Wisconsin’s smallest tribe, the St. Croix Chippewa, has about 1,000 members; 735 of them live on the reservation near Hertel. The tribe operates St. Croix casinos in Turtle Lake, Hertel and Danbury. Based on a federal special prosecutor’s report in 2000, the tribe’s casino profits are an estimated million-plus annually from the Turtle Lake casino alone, which employs more than 1,000 people.
But little of the casino revenue appears to flow to tribal members. A Wisconsin Policy Research Institute study found although the St. Croix casinos generate millions, many tribal members live rundown trailers, eat at tribal nutrition centers and depend on monthly government checks and a meager $400 a month in casino payments, due to mismanagement and waste. However, tribes are sovereign nations, not subject to the same open government laws as other federal grant recipients, so taxpayers as well as tribal members do not know how the money is used and how decisions are made.
The St. Croix tribe is not alone. Each year HUD awards $660 million to 587 tribes to help low-income members find affordable housing. Much of those funds are misused and tribal officials are not held accountable.
Based on by WPRI’s findings, federal investigators are examining a 2015 audit, which found:
• The Housing Authority recorded $924,548 in rent money owed by tenants, but $776,292 was listed as “doubtful collection,” meaning tribal housing officials do not expect to be paid; however future HUD funding will continue.
• The Housing Authority awarded $308,000 in block grants to contractors but did not following the rules on selecting and evaluating vendors. In a 2014 audit, $444,929 was improperly awarded.
• The Housing Authority provided housing assistance totaling $24,000 to tribal members whose income may have been too high for subsidized housing.
• One-third of an $85,000 loan program to help the neediest tribal members buy houses went to loans that Housing Authority officials gave themselves.

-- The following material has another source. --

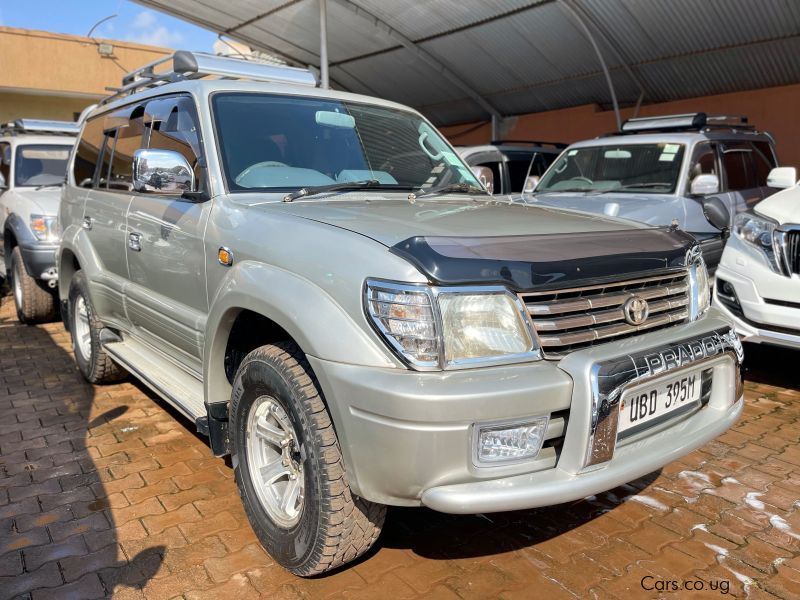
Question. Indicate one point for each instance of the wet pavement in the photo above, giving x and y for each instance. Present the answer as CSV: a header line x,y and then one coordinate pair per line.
x,y
107,491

Congressman Glenn Grothman, a member of the House Committee on Oversight and Government Reform, said, “It’s disturbing that a blatant misuse of federal funds is occurring with little to no oversight. And this is not a one-time issue. Taxpayers deserve to know that their money is being used in the manner for which it is designated. It’s a step in the right direction that audits into the housing funds of the St. Croix Chippewa tribe have occurred. However, to be the most effective they can be, the audits should be streamlined. Issues brought up in the 2015 audit should be resolved by the 2016 audit and so on.”
St. Croix officials have been in trouble before. A mid-1990s audit found the tribe spent thousands of dollars on restaurant tabs, gifts and bonuses, invested $660,000 of HUD funds in an unauthorized apartment project and placed almost a half-million dollars in an account that did not generate interest. Janelle Golden, the Housing Authority director at the time, wrote checks from the HUD account for personal use and was fired, sentenced to 21 months in prison and ordered to make $46,000 in restitution. Her predecessor, Catherine Sandstrom, also served two years in prison for embezzlement and misconduct.

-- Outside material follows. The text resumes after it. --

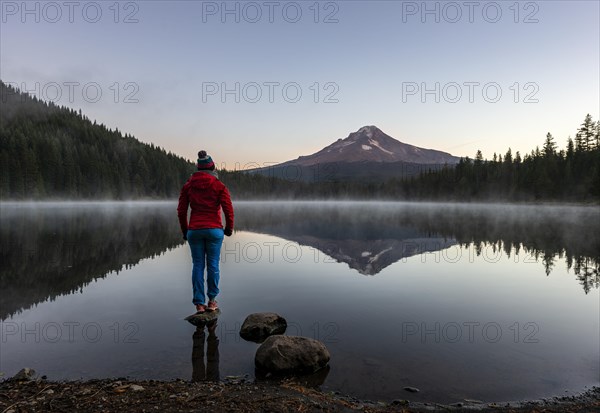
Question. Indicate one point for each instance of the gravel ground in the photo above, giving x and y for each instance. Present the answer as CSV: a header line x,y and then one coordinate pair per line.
x,y
236,395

Tribal members have said the five-member Tribal Council operates in secrecy with almost absolute power. The council decides who votes in tribal elections, who gets a job at a tribal business and even who is enrolled in the tribe and thus eligible for casino profits. Members who have spoken out said they’ve ended up on a “no hire” list. Some even have been disenrolled or removed from desirable jobs.
Grothman said, “Tribes are sovereign nations, which makes it difficult for the federal government to intervene in their legislative processes. However, it seems that HUD is making zero effort to follow up with tribal leaders to make sure that they are appropriately spending the millions in taxpayer dollars they receive from the federal government.”